Sonra şu lâf ola torba dola lâkırtılara bakın. Böyle bir sahtekârlığı önleyecek mekanizma kanun ile kurulmuştu. Üzerinde sandık kurulunun damgası bulunmayan pusulalar ve zarflar geçersiz sayılacaktı.

Ama YSK, bir yetki aşımıyla kendisini kanun koyucu yerine koyup, kanunda açıkça yazılı olan bu kuralı, bir genelgeyle kaldırdı.

Şimdi referandumu şaibeli kılan da budur.”

Bu yaygaranın taşıyıcı ve çoğaltıcısı olan, yazan, çizen, söyleyen tüm unsurlarına şunu soralım; Size hem de yasal, filigranlı ve mühürlü bir, bin ya da milyon adet oy pusulası verilsin.
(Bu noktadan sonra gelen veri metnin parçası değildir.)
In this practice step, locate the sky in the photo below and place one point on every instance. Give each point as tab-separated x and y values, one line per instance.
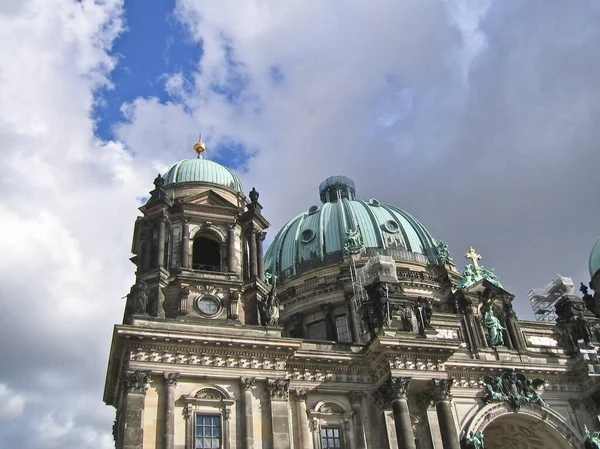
479	117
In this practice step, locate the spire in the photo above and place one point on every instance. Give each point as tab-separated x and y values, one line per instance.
200	147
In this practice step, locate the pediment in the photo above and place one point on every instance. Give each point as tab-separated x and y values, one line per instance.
208	197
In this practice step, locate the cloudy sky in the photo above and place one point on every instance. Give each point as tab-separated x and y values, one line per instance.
480	117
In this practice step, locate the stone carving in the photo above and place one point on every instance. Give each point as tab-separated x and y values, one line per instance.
171	379
209	393
441	389
278	388
248	383
137	299
424	312
591	440
253	195
330	408
514	388
472	440
136	381
442	253
268	309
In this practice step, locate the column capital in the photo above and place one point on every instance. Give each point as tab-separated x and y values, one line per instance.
248	383
398	387
278	389
355	397
136	381
301	394
441	388
171	379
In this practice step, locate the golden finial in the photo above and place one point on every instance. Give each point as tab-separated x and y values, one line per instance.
200	147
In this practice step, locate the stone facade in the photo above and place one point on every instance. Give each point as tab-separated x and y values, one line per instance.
405	360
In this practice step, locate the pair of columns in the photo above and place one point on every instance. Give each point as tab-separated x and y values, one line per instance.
440	395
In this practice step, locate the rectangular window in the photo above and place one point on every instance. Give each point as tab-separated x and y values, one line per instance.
330	437
317	331
208	432
343	331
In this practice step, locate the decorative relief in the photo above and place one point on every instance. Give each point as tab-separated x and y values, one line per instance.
209	393
248	383
171	379
278	388
514	388
440	389
136	381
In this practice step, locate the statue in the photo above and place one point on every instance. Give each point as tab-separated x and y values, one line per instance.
494	329
137	299
442	253
269	309
472	441
253	196
513	388
591	440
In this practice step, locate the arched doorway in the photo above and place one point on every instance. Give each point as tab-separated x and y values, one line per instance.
533	427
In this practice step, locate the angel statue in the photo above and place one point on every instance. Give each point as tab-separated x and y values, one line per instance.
472	441
591	440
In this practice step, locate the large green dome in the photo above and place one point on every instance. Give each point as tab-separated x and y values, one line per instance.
595	259
322	235
203	170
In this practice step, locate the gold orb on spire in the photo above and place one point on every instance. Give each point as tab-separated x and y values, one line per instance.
200	147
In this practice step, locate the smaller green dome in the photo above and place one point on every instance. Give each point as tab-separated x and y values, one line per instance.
595	259
203	170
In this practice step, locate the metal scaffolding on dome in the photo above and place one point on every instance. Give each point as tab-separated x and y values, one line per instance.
544	299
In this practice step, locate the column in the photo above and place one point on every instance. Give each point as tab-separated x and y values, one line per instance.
354	327
280	425
231	247
248	420
303	426
160	260
260	237
252	244
359	420
148	246
185	244
398	389
170	384
442	397
135	384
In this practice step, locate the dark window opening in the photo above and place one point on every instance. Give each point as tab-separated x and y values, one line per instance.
330	437
208	432
206	254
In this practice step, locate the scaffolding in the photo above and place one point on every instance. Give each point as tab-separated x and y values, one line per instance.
544	299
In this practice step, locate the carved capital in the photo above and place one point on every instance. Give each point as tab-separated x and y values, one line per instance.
248	383
301	395
355	397
136	381
440	389
278	389
398	387
171	379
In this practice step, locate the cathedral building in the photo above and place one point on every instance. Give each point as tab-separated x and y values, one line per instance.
354	330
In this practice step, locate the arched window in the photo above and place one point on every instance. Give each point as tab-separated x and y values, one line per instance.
206	253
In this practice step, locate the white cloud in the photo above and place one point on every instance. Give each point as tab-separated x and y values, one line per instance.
11	404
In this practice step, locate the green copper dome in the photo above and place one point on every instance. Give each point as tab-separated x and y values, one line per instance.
343	225
595	259
203	170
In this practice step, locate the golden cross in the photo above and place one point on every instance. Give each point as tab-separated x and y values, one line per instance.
474	257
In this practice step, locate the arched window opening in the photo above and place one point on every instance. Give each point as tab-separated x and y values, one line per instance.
206	254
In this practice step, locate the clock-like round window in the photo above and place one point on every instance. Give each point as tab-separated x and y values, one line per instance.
208	305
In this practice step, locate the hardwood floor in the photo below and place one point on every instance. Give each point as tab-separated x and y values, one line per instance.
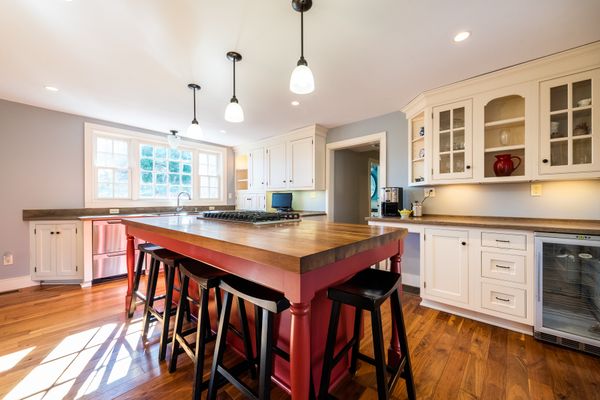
65	342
Sadece önceden tespit edilmiş kayıtlı seçmenlerin, kimlik ve imza karşılığında, resmi görevliler ve bütün parti müşahitlerinin gözleri önünde, üstelik şeffaf sandıklarda oy kullanabildiği bir seçim düzeninde bu oyları sisteme sokmanız gerekiyor. Saat 17:00'de şeffaf sandıklar partili ve görevlilerin refakatinde açıldı, oylar tek tek her parti temsilcisinin onayından geçerek sayıldı, tutanakla ve ortak imzalarla kayıt altına alındı. Hangi sandık numarasından kime kaç oy çıktığı, anında, hem YSK'nın, hem her partinin sistemine işlendi. Tek bir tutarsızlık bile derhal bütün sistemin alarm sirenlerini çaldıracak. Şimdi elinizdeki  o oy pusulalarıyla uçak mı yaparsınız, gemi mi, kurbağa mı? 

 

İste bu yüzden sizin üzerinizde şaibe yok. Çünkü şaibe için şüphe gerekir. Sizin aslında ne olduğunuz ve ne yapmak istediğiniz hakkında hiç  kimsenin zihninde şüphe yok!